In Sardegna il tavolo è stato avviato ma poi si è fermato. Si sta cercando di farlo ripartire. Il tavolo in questione è quello relativo al federalismo fiscale e a gettare ombre sulla celerità del processo sardo è il presidente della Commissione paritetica per l’attuazione del federalismo fiscale, Copaff, Luca Antonini.

A margine di un convegno organizzato dalla Fondazione Magna Carta a Roma, all’interno della rassegna "dialoghi diVini", Antonini mostra ottimismo sulle altre regioni a statuto speciale e un velo di preoccupazione per quel che riguarda la Sardegna. Al Nord (Friuli Venezia Giulia, Valle d’Aosta, Trentino Alto-Adige) in questi ultimi anni sono stati compiuti (in senso federale) passi in avanti, tanto che, spiega Antonini, “alcune delle Regioni hanno già assunto funzioni statali”, scrivendo nei propri Statuti nuove norme relative all’autonomia finanziaria, assumendo quindi a proprio carico gli oneri corrispondenti. Procede anche la Sicilia, dove il tavolo di confronto tra Governo e Regione “sta ripartendo proprio in questi giorni” mentre in Sardegna “al momento è tutto fermo”. Eppure la Sardegna, storicamente afflitta da un gap infrastrutturale e da cronici problemi legati all’insularità, è forse la regione che più di altre ha bisogno d’attenzione.

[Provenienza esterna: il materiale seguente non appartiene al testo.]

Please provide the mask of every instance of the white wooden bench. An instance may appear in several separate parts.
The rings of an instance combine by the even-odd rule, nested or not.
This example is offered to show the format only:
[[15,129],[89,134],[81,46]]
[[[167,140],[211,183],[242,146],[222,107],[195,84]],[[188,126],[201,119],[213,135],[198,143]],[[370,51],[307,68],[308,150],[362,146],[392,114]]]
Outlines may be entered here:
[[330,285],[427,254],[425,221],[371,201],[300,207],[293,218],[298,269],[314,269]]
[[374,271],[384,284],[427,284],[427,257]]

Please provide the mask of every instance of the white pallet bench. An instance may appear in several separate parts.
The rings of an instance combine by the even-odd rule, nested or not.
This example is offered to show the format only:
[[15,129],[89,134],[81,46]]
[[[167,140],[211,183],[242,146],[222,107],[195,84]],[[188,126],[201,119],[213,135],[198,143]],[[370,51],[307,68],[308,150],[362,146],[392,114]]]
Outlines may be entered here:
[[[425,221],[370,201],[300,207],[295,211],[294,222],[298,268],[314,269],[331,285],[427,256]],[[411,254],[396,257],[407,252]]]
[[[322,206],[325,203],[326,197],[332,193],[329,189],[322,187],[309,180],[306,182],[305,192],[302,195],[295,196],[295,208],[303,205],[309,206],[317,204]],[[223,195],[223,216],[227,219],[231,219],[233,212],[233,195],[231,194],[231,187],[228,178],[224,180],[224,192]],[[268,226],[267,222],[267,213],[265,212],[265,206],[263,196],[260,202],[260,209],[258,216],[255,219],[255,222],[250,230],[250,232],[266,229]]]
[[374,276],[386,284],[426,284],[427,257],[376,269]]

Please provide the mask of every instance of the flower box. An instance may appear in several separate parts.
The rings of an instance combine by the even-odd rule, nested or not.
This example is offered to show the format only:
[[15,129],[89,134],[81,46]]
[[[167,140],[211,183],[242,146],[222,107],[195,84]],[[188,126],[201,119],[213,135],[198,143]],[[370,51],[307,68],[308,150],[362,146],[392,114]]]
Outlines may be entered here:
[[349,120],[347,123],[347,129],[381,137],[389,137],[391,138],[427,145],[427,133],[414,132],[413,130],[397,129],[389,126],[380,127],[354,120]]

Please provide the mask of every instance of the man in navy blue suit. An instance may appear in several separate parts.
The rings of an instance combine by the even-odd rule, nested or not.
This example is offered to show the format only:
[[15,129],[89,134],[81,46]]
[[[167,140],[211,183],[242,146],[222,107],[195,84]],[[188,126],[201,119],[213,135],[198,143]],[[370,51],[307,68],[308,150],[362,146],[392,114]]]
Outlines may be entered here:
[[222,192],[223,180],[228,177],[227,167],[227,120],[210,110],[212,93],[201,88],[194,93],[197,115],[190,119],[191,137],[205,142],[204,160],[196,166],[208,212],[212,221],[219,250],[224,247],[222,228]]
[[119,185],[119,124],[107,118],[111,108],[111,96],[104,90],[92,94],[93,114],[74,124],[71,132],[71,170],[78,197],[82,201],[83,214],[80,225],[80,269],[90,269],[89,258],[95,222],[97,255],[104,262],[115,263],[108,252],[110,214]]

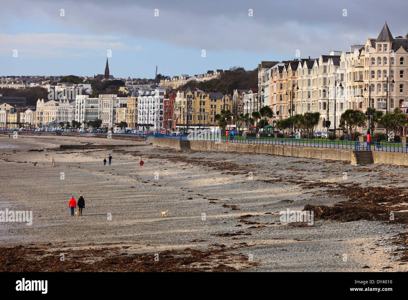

“Le Regioni speciali sono “blindate” all’interno dei loro statuti”, spiega Antonini. E siccome – questo il ragionamento – nessuna legge ordinaria può eliminare le difese costituzionali della “specialità” (bisognerebbe appunto intervenire per via costituzionale ma non è una ipotesi al vaglio), “è indispensabile un accordo”. Dal laboratorio di idee politiche che fa capo al vicepresidente dei senatori del Pdl Gaetano Quagliariello, il presidente del Copaff lo dice chiaramente: “I tavoli avviati dal Governo servono proprio per questo”, lasciando intendere la necessità del Governo di trovare la quadra al più presto per avviare quel sistema di riequilibrio e ridistribuzione che nelle intenzioni dell’Esecutivo colpirà sprechi e inefficienze. O, per dirla con le parole del ministro Tremonti, “raddrizzerà l’albero storto”.

Quanto è stato fatto fino a oggi per le regioni a statuto speciale? Nella legge delega sul federalismo, solo due articoli su 29 (il 22 e il 27) puntano un faro su queste regioni. Il primo è frutto del pressing del deputato sardo Mauro Pili, che ha spinto affinché, alla lettera G dell’articolo 22, venisse misurato il divario insulare e si provvedesse alla compensazione attraverso progetti speciali costituzionalmente riconosciuti (la richiesta che si vari immediatamente il decreto sull’insularità è stata rilanciata ieri dallo stesso Pili con la mozione sottoscritta anche dai parlamentari sardi del Pdl). Questo il ragionamento del deputato: “Se il passo in avanti lo fanno solo le regioni ordinarie e non anche quelle speciali, si viola la Costituzione”. Il secondo articolo è decisamente più programmatico e stabilisce che le regioni dovranno conseguire obiettivi perequativi e di solidarietà, secondo i criteri fissati dalle norme di attuazione dei rispettivi statuti.

Intanto, il ministro Calderoli (cui Bossi ha affidato la missione di portare a casa la riforma) continua la strada del dialogo con gli interessati, Regioni in primis. “L’ho lasciato al lavoro sulle proposte del fisco regionale”, ha detto Antonini giustificando il lieve ritardo al tavolo del convegno. E, più a monte, facendo intendere il continuo lavorìo per arrivare a un testo il più possibile condiviso. Di certo, fino a oggi, nella partita sul federalismo fiscale solo chi ha avuto il coraggio di "attaccare" in nome del futuro delle competenze e dei bilanci, ha fatto gol.